Ms. Lazar, the editor, has run sample sales for designers including Giorgio Armani and Calvin Klein for the past 20 years. The other big names in the sample sale business are Shelly & Renee Productions, Soiffer-Haskin, and SSS Sample Sales. Designers hire them to plan every element of the sale: getting cash registers, booking showrooms, finding temporary staff, and marketing the event.

Brooklyn resident Simone Trakhtenberg was perusing the racks of clothes by Etro, Tracy Reese, and Barbara Bui at Shelly & Renee’s fall sale on Wednesday in Midtown.
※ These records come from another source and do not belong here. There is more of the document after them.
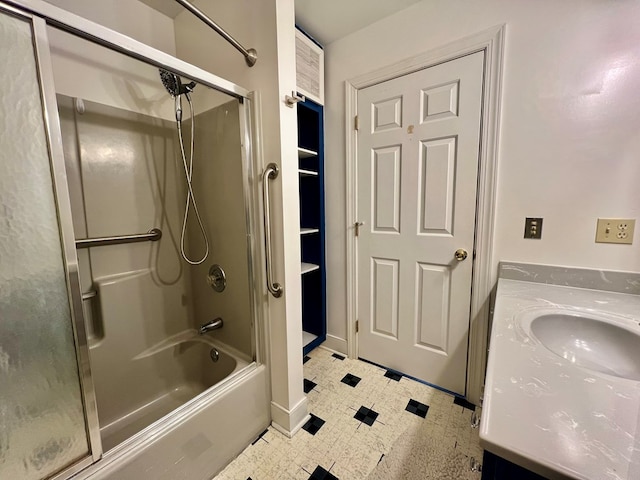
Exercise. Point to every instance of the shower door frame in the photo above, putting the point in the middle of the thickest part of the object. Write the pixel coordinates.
(40, 15)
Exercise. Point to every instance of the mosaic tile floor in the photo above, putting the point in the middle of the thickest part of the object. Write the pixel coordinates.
(366, 422)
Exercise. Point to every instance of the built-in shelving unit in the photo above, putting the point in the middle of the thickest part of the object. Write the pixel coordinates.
(311, 170)
(310, 83)
(308, 267)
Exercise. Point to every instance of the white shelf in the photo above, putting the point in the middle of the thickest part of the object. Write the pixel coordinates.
(309, 267)
(307, 338)
(305, 153)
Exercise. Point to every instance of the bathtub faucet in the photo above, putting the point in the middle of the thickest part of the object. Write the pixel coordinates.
(212, 325)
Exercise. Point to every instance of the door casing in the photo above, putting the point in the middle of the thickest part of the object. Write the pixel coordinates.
(491, 41)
She said she appreciated the organizers’ personal touch at managed sales.

“This is perfect because it’s comfy and cozy here,” she said. “You get their input and can actually make a good decision.”

According to Ms. Lazar, management services have been instrumental in refining sample sales’ rougher edges. “Sales have gotten a lot more sophisticated,” Ms. Lazar said. “You’re no longer going into a dark, dingy storeroom, up three flights of stairs, where you have to knock on a door three times and say the password.”